Parents who earn more than £100,000 face 'absurd' £20,000 tax-trap

Parents who earn more than £100,000 face ‘absurd’ £20,000 tax-trap on childcare costs

  • Entitlement to 30 hours a week of free childcare will apply to children aged from nine months to four years
  • If one parent has a taxable income of over £100,000 a year, they are not eligible

Jeremy Hunt is under pressure to rethink an ‘absurd’ tax-trap in his free childcare scheme.

Parents earning more than £100,000 face a hit to their income of up to £20,000, with the Institute for Fiscal Studies yesterday giving a withering assessment of the cliff-edge. 

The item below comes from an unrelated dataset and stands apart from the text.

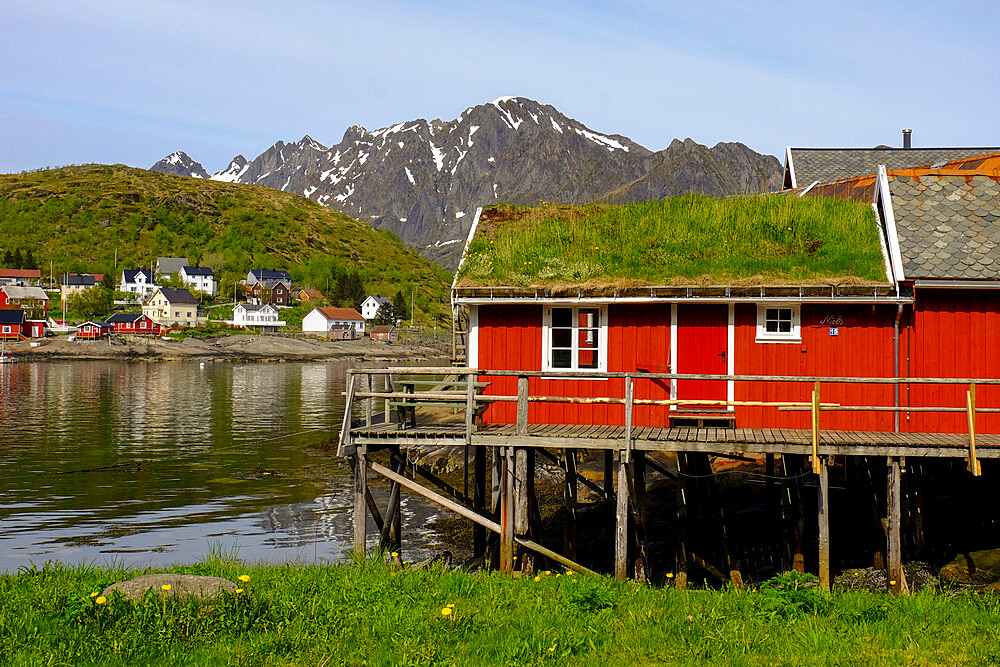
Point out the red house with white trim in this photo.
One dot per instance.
(936, 314)
(93, 330)
(133, 323)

It said the move provides a ‘massive incentive’ for working parents to cap their earnings.

Mr Hunt announced in his Budget on Wednesday that the entitlement to 30 hours a week of free childcare will apply to children aged from nine months to four years from September 2025. 

But if just one parent has a taxable income of more than £100,000 a year, they are not eligible for the policy. The Chancellor is understood to be resisting pressure to look again at the threshold, which has not been adjusted to keep pace with rising wages.

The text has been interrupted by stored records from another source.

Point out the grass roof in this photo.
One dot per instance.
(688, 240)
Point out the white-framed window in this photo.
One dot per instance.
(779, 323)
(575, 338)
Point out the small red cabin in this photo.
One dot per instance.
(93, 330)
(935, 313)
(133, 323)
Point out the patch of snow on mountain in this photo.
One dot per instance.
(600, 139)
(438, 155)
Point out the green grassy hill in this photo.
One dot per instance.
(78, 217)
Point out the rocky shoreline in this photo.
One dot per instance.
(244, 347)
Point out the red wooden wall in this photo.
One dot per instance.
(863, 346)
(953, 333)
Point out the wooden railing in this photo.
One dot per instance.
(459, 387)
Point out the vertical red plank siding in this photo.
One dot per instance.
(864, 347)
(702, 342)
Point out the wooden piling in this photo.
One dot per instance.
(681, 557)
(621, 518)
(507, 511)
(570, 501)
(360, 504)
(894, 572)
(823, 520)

Visit: Jeremy Hunt meets children at Busy Bees nursery, south London

Treasury officials believe that with limited money at their disposal, it was better to target the extended support at less well-paid working families. 

But the IFS has warned that the ‘distortions’ the cliff-edge will create are ‘among the most severe you will ever see within a tax and benefit system’.

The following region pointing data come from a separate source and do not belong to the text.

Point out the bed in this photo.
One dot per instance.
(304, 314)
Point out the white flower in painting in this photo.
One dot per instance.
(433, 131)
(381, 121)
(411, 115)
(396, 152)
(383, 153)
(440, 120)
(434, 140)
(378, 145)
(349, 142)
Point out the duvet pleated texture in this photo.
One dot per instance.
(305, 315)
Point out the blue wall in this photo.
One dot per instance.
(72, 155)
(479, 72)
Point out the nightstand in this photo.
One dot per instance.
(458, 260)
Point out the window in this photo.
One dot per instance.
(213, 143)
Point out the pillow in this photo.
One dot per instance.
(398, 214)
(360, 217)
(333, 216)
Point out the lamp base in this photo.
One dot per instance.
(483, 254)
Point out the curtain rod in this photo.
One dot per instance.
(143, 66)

A parent with a one and two-year old in England, paying an hourly rate for 40 hours a week of childcare, could see their disposable income fall by £14,500 if their pre-tax pay crosses £100,000, it said.

That would mean a parent earning £130,000 a year would be worse off than one earning £99,900, according to the IFS’s analysis. 

It said for those with higher childcare costs, ‘the distortions are even more absurd’. And in London, a similar parent, using 50 hours per week, would see a £20,000 fall in disposable income when their pre-tax earnings cross £100,000.

Parents would ‘inevitably’ increase their pension contributions to avoid the issue, the IFS said.

Robert Joyce, deputy director of IFS, said: ‘The 30-hour offer is, together with tax-free childcare, removed in its entirety when earnings reach £100,000. This means that high earning parents can be worse off overall even after a pay rise of tens of thousands of pounds, especially in high-cost areas and where they have two or more pre-school children.’

Mr Hunt has pledged to increase the funding paid to nurseries to provide 30 hours a week of free childcare. But while the hourly rate will go from £6 to £8 per hour for two-year-olds, the rise for three and four-year-olds is much smaller – up from £5.29 to around £5.50.

The entitlement to 30 hours a week of free childcare will apply to children aged from nine months to four years from September 2025

Neil Leitch, chief executive of the Early Years Alliance, which represents 14,000 childcare providers, said: ‘We all know the early years sector is in desperate need of more funding. 

But the uplift announced in the Budget doesn’t look as though it will come anywhere close to plugging the ever-widening gap between funding and the cost of delivering high-quality early years places.’

He said nurseries, pre-schools and childminders have been forced to grapple with ‘severe underfunding’ for years, which has placed ‘unbearable’ pressure on the sector.

‘This, coupled with a severe recruitment and retention crisis, has meant that providers have been left with no option but to increase fees, limit hours, reduce places and in an increasing number of cases, close completely,’ he added.

‘What’s more, the expansion of the 30-hour offer will heap unsustainable pressure on the sector if it is implemented before necessary infrastructure is in place.’

The Chancellor said extending the 30 hours of free childcare would help parents get back to work.